U.S. Senator John McCain has warned that the conflict risks degenerating into a sectarian civil war with profoundly damaging implications for Syria’s territorial integrity, fears that are shared by Syrian activists.
“The country is being partitioned. Waiting will allow for the partitioning to actually take effect. There will be repercussions that will be felt in Lebanon, in Iraq, in Jordan, in Turkey and perhaps even in Israel as well,” says Ammar Abdulhamid, a fellow at the Foundation for Defense of Democracies.
The Obama administration’s “largely hands-off approach to the Syria crisis has so far been greatly assisted by the Syrian public’s broad rejection of the hardcore Islamist rebels,” Golson argues in the New Republic. “But there’s no telling how much longer America’s strategic interests and the Syrian people’s sympathies will remain in sync.”

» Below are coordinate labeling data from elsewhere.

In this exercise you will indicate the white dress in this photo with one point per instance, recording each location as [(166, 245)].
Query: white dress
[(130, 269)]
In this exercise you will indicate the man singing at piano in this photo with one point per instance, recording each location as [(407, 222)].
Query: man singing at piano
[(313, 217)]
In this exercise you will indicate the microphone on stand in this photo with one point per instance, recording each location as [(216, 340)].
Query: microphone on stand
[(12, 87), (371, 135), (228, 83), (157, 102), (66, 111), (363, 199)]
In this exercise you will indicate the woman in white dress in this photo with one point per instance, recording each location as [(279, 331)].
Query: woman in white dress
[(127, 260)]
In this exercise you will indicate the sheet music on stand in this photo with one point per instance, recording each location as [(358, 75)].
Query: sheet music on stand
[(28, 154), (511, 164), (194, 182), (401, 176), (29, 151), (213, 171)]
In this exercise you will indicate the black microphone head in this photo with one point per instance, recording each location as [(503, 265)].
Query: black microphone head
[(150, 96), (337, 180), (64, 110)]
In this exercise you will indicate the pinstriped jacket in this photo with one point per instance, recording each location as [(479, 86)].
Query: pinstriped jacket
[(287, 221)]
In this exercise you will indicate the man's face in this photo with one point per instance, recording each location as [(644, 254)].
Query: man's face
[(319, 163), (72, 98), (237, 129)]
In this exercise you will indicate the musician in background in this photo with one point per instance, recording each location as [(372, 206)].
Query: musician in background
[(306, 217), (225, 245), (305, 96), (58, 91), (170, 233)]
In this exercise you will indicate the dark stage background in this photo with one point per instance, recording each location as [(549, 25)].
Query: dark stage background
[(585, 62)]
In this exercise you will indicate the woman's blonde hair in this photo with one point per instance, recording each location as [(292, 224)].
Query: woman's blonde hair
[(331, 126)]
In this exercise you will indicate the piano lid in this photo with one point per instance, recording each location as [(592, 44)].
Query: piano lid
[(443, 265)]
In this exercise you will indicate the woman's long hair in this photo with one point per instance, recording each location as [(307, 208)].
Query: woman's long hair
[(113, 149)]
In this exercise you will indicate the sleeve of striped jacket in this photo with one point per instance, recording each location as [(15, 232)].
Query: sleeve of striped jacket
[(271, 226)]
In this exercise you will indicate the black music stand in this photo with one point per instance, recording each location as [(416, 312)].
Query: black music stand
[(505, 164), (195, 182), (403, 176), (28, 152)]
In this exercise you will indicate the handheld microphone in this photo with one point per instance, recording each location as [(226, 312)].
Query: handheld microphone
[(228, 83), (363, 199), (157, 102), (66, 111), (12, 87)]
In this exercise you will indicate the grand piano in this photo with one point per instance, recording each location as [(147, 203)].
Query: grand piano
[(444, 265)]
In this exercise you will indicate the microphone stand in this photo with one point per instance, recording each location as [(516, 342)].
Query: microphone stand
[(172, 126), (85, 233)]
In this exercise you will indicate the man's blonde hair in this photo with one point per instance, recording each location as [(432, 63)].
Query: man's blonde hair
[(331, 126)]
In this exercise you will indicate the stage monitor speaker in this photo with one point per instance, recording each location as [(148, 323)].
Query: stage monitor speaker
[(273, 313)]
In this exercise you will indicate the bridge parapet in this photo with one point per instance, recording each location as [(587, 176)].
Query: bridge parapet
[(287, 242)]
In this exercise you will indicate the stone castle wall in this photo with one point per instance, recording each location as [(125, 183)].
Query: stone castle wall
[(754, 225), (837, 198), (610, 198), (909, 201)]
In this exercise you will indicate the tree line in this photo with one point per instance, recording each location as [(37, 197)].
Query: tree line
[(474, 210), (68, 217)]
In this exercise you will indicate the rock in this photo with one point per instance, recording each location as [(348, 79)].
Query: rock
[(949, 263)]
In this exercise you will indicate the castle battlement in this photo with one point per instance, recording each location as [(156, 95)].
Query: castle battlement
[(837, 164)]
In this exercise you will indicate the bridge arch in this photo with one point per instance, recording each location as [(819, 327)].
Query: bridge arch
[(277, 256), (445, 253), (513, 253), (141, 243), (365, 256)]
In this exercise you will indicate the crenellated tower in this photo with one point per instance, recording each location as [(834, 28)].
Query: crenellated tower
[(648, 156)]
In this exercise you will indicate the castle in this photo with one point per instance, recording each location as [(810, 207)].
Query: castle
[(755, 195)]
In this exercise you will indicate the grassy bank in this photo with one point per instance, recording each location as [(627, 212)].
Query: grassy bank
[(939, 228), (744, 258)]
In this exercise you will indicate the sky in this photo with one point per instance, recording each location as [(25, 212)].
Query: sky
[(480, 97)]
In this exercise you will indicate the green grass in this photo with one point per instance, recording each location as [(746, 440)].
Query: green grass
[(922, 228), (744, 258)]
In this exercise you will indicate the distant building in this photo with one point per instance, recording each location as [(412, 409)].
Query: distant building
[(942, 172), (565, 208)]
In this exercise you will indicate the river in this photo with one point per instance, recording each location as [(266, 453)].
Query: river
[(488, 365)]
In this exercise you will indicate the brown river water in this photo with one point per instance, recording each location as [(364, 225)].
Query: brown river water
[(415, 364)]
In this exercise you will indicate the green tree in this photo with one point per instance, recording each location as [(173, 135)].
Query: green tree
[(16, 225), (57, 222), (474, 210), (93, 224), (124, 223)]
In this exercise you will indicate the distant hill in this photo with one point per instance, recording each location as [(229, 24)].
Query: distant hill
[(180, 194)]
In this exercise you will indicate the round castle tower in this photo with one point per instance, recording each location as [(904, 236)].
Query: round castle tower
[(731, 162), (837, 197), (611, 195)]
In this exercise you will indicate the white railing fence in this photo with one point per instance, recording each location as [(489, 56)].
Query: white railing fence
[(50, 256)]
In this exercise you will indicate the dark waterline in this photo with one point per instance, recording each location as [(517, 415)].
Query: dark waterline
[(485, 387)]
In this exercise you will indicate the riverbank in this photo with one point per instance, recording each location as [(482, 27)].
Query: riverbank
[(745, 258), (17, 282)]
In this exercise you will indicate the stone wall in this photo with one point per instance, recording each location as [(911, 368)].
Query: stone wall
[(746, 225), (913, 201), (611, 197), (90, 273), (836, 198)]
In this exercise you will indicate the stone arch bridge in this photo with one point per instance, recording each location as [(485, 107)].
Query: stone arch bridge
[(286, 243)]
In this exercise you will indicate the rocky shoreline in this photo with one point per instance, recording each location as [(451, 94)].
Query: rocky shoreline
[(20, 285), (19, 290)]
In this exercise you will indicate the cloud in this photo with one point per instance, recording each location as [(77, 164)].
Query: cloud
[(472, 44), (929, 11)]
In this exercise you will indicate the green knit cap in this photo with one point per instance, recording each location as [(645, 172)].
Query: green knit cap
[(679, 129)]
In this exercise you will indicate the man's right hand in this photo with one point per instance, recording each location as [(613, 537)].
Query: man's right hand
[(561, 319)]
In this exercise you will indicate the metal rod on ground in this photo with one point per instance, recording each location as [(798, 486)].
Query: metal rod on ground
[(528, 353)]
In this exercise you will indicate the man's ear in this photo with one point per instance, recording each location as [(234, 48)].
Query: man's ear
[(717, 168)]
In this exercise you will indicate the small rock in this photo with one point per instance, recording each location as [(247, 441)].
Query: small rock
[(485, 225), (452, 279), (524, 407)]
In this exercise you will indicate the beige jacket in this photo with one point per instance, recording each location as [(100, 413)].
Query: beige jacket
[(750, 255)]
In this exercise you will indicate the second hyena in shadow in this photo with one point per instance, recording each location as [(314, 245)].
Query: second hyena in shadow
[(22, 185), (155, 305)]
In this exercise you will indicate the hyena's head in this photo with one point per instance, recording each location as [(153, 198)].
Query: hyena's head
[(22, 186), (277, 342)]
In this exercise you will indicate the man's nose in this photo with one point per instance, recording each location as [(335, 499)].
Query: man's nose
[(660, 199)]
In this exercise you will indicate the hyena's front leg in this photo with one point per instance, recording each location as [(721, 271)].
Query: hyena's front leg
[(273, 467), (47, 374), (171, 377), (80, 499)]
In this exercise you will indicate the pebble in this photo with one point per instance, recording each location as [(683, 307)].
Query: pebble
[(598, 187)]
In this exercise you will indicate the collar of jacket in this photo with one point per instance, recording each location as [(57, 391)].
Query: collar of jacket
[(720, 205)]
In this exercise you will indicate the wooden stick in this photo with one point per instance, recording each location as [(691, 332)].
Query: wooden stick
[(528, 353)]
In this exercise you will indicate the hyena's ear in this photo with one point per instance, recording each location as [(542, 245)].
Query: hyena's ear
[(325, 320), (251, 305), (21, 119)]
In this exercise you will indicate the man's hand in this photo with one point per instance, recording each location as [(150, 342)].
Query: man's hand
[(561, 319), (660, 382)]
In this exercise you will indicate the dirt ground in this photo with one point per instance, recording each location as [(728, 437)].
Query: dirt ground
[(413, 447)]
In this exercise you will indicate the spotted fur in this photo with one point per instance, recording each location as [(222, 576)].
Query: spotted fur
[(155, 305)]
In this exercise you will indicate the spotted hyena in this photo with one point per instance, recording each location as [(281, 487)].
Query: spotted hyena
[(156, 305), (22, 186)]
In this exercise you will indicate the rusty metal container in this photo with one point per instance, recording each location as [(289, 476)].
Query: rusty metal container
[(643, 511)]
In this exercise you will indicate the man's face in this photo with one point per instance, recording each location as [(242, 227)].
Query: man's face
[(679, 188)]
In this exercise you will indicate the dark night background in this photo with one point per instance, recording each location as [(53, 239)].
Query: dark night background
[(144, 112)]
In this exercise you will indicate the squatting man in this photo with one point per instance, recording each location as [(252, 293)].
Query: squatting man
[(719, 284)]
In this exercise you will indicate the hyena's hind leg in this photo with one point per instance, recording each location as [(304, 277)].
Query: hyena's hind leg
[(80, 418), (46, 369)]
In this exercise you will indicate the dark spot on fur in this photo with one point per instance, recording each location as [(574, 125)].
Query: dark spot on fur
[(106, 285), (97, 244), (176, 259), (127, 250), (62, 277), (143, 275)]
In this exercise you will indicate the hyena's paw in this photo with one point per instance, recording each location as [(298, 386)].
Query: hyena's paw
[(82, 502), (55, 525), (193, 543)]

The US and other democracies may need to reassess their positions if funding and assistance from Islamist sources in the Gulf continue to take the revolt in a disturbingly sectarian direction, he suggests:
If a unified jihadist opposition did manage to challenge the Free Syrian Army’s primacy in the coming months, it could be an ominous indicator of where Syria’s opposition is heading. We could see the Free Syrian Army’s central leadership beginning to placate the Islamists by adopting Islamist rhetoric or institutions such as a sharia council, or Saudi Arabia starting to hedge its support of the FSA by taking meetings with upstart Islamist “emirs.” Either way, it would mean that the jihad is very much on in Syria. It would also mean that the United States had better rethink its hands-off approach to the crisis.